Víctor Carlos Espinoza, exasesor del congresista Pasión Dávila Atanacio, miembro de la bancada Socialista, ha denunciado al parlamentario por solicitar parte de su salario a modo de “apoyo económico”. La denuncia fue revelada por el programa Panorama de Panamericana TV, y señala que Dávila habría solicitado un “bono mensual” de S/ 2.000, argumentando que enfrentaba “muchos gastos” en su labor parlamentaria. Según Espinoza, este dinero debía destinarse al despacho o al partido político del congresista.
En un informe de La República, escrito por María Alejandra Gonzales, se detalla que, al negarse a entregar dicho bono, Espinoza ofreció otro tipo de apoyo, como el uso de su propio vehículo y la cobertura de gastos de gasolina, alimentación y hospedaje durante las semanas de representación del congresista, lo que evitaba que Dávila desembolsara dinero. Además, el exasesor mencionó que Dávila justificaba su solicitud argumentando la necesidad de financiar la compra de bandas, buzos y regalos para centros educativos.
La denuncia también involucra a Diana Arancibia Cóndor, trabajadora del despacho de Dávila, quien presuntamente habría solicitado dinero a nombre del congresista.
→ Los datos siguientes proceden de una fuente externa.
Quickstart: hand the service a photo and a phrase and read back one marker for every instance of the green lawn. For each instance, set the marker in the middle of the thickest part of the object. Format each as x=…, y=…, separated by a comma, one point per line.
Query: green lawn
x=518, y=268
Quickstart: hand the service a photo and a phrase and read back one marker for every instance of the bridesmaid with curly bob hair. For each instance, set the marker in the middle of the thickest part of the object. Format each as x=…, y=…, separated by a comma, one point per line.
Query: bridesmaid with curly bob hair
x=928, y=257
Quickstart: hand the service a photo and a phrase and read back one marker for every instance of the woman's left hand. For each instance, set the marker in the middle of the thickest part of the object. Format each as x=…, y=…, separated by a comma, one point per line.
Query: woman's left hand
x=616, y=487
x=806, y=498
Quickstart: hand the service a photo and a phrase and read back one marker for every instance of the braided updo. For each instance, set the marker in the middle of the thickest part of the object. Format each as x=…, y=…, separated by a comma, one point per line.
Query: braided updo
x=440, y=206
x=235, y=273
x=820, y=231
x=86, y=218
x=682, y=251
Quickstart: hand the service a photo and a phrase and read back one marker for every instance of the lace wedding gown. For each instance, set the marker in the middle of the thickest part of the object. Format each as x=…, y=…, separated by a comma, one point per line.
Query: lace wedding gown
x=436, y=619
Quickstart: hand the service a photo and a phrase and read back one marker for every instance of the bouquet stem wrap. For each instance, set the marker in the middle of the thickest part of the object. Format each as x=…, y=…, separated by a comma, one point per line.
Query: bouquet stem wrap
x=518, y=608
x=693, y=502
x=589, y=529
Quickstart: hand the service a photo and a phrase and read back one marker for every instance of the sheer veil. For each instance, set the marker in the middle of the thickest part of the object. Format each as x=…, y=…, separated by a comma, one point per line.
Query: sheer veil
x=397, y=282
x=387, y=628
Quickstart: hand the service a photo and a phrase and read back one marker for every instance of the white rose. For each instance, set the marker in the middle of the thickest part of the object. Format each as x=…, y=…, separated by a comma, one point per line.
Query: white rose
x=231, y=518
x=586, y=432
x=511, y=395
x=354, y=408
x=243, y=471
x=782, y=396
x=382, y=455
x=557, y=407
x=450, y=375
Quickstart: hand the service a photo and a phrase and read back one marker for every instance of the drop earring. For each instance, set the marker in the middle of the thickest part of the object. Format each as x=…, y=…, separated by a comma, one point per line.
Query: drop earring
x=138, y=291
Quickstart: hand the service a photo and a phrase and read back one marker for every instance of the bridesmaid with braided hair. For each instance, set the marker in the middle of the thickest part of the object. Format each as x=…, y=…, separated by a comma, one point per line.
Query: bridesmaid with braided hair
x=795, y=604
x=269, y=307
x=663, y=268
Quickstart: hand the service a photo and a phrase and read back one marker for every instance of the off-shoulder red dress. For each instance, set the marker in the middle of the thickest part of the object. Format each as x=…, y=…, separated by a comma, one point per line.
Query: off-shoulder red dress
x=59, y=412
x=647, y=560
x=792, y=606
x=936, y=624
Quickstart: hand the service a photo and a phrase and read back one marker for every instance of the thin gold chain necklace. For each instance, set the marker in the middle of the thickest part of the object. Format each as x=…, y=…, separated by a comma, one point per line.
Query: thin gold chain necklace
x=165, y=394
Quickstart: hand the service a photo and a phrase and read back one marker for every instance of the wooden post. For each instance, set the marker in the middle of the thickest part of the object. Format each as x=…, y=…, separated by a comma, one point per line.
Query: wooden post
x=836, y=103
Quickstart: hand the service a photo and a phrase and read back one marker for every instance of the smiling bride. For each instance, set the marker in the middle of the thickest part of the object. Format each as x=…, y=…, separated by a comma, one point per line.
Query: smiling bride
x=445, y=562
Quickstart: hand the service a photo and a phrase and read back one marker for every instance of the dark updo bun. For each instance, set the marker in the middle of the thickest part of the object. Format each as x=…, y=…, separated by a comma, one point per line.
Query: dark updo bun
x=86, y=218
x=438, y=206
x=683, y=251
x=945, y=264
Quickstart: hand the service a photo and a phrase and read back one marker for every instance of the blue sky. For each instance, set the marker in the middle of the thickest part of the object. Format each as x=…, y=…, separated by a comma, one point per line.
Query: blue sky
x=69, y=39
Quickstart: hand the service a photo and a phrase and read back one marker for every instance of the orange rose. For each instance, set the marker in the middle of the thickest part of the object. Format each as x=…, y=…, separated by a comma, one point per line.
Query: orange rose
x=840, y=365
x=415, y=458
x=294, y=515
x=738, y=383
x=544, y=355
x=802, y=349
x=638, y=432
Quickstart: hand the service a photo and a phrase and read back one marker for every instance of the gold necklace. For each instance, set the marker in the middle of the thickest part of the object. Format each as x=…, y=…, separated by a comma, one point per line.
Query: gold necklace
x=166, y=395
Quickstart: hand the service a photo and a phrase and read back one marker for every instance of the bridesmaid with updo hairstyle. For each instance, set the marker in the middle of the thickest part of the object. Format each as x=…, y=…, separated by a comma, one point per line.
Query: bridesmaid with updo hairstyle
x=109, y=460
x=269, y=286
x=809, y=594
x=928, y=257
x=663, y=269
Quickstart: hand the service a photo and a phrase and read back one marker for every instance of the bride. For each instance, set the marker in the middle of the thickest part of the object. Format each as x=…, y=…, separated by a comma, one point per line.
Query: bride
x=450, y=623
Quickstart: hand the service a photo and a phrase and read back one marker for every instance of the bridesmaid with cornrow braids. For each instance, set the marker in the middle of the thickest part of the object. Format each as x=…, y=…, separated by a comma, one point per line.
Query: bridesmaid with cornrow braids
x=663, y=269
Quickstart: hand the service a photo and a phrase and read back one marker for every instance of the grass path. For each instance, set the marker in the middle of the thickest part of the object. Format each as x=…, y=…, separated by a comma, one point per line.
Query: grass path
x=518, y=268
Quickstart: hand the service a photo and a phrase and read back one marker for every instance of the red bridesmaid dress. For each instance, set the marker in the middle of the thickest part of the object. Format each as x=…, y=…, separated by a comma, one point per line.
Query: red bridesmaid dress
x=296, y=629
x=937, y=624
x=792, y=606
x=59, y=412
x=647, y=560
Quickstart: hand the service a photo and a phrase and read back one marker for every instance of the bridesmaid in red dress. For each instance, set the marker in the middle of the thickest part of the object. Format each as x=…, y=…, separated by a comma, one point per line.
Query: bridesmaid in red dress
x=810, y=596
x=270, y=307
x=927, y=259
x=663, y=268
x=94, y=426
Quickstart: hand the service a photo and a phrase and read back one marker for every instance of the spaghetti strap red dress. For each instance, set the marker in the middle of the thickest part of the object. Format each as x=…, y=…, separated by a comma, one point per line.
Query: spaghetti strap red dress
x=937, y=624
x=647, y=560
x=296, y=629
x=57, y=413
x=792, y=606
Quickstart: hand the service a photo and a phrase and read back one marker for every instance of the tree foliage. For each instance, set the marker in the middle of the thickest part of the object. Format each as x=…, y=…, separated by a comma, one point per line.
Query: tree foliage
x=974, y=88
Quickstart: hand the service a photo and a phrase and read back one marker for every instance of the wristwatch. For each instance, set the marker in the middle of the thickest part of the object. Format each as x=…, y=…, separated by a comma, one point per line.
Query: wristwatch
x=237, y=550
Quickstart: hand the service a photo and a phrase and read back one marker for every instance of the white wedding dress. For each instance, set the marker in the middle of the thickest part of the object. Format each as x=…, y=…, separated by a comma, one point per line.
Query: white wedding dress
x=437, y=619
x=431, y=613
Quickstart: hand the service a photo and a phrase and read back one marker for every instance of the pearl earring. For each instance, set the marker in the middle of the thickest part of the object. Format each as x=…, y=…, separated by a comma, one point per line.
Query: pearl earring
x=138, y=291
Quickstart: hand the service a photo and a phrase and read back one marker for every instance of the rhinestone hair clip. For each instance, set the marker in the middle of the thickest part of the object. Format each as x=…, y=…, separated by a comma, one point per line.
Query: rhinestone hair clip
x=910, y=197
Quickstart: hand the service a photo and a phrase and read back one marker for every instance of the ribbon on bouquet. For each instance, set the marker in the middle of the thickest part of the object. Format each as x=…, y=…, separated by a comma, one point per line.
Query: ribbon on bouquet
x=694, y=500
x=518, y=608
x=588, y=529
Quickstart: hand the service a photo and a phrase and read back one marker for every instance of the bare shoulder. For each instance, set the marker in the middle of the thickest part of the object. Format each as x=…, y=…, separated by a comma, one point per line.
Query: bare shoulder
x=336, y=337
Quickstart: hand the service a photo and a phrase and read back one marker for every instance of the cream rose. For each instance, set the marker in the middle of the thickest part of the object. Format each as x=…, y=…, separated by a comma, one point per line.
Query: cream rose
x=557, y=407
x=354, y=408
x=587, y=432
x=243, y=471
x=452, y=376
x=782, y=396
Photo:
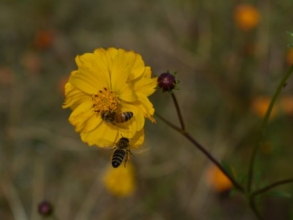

Espinoza mencionó que Arancibia experimentó un ascenso significativo en su posición dentro del Congreso, pasando de asistente con un salario de S/1.732 a técnico, con un salario de S/7.106, y desempeñaba un papel clave en la organización de las actividades del parlamentario.
Mochasueldos en el Congreso
El caso de Pasión Dávila se suma a una creciente lista de denuncias por prácticas ilícitas en el Congreso, conocidas como “mochasueldos”. Este término se refiere a la acción ilegal de recortar parte del salario de los trabajadores del Parlamento, un delito tipificado como concusión en el código penal peruano. Hasta la fecha, se han registrado 14 denuncias contra congresistas del período 2021-2026, lo que ha generado una gran controversia sobre la transparencia y la ética en la gestión de recursos públicos.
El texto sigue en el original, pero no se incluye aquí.